You have to configure ZEO client in the zope.conf file. Here is an example:

<zodb_db main>
  cache-size 10000
  <zeoclient>
      server localhost:8100
      storage 1
      cache-size 100MB
      name zeostorage
      var $INSTANCE/var
  </zeoclient>
  mount-point /
</zodb_db>

Normally, you have to uncomment the existing section in zope.conf file and comment the other zodb section.

Launch the server

To run Grok behind mod_wsgi, you have to start the ZEO and restart Apache. First start the the ZEO server (before reloading apache2):

$ bin/zeoctl -C etc/zeo.conf start
. daemon process started, pid=7538

But zeo dies and I don't know why. log/zeo.log gives me:

2008-07-28T15:32:06 INFO root daemon manager started
2008-07-28T15:32:06 INFO root spawned process pid=7538
2008-07-28T15:32:06 INFO root sleep 1 to avoid rapid restarts
2008-07-28T15:32:06 INFO root pid 7538: exit status 2; exiting now

Actually only this command works:

$ bin/runzeo -C etc/zeo.conf

You may prefer in this case to deactivate the ZEO server by reverting the change in zope.conf and removing processes attribute in the WSGIDaemonProcess directive.

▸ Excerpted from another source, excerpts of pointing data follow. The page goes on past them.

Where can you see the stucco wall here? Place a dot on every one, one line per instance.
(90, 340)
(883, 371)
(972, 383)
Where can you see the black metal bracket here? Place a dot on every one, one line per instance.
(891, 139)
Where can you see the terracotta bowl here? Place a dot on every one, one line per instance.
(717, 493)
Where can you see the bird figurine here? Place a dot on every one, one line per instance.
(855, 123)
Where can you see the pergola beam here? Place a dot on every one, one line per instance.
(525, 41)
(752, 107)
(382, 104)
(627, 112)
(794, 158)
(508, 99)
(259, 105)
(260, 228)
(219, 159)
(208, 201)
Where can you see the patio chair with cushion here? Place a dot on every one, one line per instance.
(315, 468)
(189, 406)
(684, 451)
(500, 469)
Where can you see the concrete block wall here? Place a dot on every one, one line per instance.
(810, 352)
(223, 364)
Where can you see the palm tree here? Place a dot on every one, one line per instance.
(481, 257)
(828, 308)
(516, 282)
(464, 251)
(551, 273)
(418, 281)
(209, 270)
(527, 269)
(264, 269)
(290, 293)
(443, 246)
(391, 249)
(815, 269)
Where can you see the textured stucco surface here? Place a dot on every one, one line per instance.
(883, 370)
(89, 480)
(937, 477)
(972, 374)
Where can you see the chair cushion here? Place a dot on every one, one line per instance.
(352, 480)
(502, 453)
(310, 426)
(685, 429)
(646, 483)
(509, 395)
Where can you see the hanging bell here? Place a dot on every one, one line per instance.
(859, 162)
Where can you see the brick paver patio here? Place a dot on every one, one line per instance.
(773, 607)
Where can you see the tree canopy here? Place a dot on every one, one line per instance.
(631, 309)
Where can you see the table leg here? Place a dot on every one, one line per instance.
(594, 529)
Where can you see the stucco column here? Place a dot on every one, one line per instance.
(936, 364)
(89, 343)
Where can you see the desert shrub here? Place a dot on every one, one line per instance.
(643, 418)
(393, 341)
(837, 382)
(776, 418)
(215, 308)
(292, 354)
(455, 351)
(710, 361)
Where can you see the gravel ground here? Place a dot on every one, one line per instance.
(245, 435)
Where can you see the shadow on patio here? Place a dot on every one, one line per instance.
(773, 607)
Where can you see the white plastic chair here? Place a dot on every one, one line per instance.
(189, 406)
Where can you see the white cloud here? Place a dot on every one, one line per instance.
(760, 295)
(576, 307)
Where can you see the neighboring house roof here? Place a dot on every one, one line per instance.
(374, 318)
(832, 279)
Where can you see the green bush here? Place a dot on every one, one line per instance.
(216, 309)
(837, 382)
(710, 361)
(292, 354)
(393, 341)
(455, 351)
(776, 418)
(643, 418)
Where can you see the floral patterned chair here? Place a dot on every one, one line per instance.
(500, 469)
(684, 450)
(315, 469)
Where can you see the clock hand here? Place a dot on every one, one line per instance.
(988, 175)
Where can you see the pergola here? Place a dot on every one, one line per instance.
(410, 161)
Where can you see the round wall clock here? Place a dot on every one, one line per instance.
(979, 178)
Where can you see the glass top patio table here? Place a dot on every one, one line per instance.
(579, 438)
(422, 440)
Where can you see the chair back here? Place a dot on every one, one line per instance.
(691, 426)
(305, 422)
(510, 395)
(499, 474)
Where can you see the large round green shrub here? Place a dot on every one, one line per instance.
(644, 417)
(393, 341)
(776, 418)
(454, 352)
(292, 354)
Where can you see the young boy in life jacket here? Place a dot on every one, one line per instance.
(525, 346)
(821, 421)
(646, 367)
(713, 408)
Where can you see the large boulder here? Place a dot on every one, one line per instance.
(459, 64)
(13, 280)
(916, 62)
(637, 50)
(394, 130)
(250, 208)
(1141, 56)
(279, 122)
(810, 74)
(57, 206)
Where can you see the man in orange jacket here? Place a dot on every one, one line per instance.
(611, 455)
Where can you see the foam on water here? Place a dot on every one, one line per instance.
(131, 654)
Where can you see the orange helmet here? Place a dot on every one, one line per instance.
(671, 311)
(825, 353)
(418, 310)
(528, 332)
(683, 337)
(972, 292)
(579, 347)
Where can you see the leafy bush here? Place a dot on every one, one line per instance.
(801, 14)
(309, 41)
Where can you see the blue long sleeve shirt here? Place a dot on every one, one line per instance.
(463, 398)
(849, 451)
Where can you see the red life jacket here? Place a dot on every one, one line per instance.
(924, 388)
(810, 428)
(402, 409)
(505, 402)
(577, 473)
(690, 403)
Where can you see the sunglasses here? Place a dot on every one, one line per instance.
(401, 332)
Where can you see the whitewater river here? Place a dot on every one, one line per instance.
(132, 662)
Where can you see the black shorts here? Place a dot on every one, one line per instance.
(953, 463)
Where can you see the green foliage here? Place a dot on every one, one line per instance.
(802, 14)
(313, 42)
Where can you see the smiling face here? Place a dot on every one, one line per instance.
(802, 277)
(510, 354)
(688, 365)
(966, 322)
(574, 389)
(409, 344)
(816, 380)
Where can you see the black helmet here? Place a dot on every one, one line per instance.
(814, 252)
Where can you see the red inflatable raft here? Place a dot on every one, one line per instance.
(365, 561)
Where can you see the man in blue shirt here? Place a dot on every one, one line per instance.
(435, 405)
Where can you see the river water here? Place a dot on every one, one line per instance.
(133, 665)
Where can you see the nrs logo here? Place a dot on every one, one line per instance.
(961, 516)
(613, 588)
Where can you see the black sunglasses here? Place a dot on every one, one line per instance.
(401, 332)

The first time, enable your site and reload apache2:

$ sudo a2ensite grok
$ sudo /etc/init.d/apache2 reload

When you visit the site in a browser (http://localhost/site), you should see the Grok Admin UI. You should be able to log in using the admin login name and password (found in 'etc/users.zcml').

To stop your site:

$ sudo a2dissite grok
$ sudo /etc/init.d/apache2 reload

To reload your site:

$ touch bin/grok.wsgi

Note on restarting apache2

I suppose that you have other applications configured with apache, so we don't want to stop currently opened connections. If you want currently open connections not to be aborted, don't use apache2ctl restart or apache2ctrl stop. Use instead apache2ctl graceful and apache2ctl graceful stop respectively. See man apache2ctl for more details. Note on Ubuntu Hardy Heron, you can use this too:

# /etc/init.d/apache2 reload
# /etc/init.d/apache2 stop

Currently open connections are not aborted.

Serve a grok project

You may create a new grok project by invoking:

$ easy_install -U grokproject # to be sure we have the latest version (here 0.8)
$ grokproject --run-buildout=no helloworld
$ cd helloworld
$ python2.4 setup.py develop

Be careful, your virtual environment have to be activated to use the good python. The helloworld/buildout.cfg and helloworld/bootstrap.py files will not be used.

Then create a ZCML slug, a file ${sandbox}/etc/grok-apps/helloworld-configure.zcml with only one line:

<include package="helloworld" />

You have to reload your site by touching grok.wsgi. You Grok application is ready to run under mod_wsgi, and perhaps be combined with other Python WSGI applications on the same site.

To use an existing grok project, enter in your project, develop the egg and create a ZCML slug like above.

Troubleshooting

LockError: Couldn't lock '${sandbox}/var/Data.fs.lock'

If you have this error in your error.log apache file, it means you have more than one process trying to Lock your Data.fs. Two solutions:

  • configure zope.conf to use ZEO server as the main storage
  • or remove the processes attribute from the WSGIDaemonProcess directive and deactivate ZEO in zope.conf.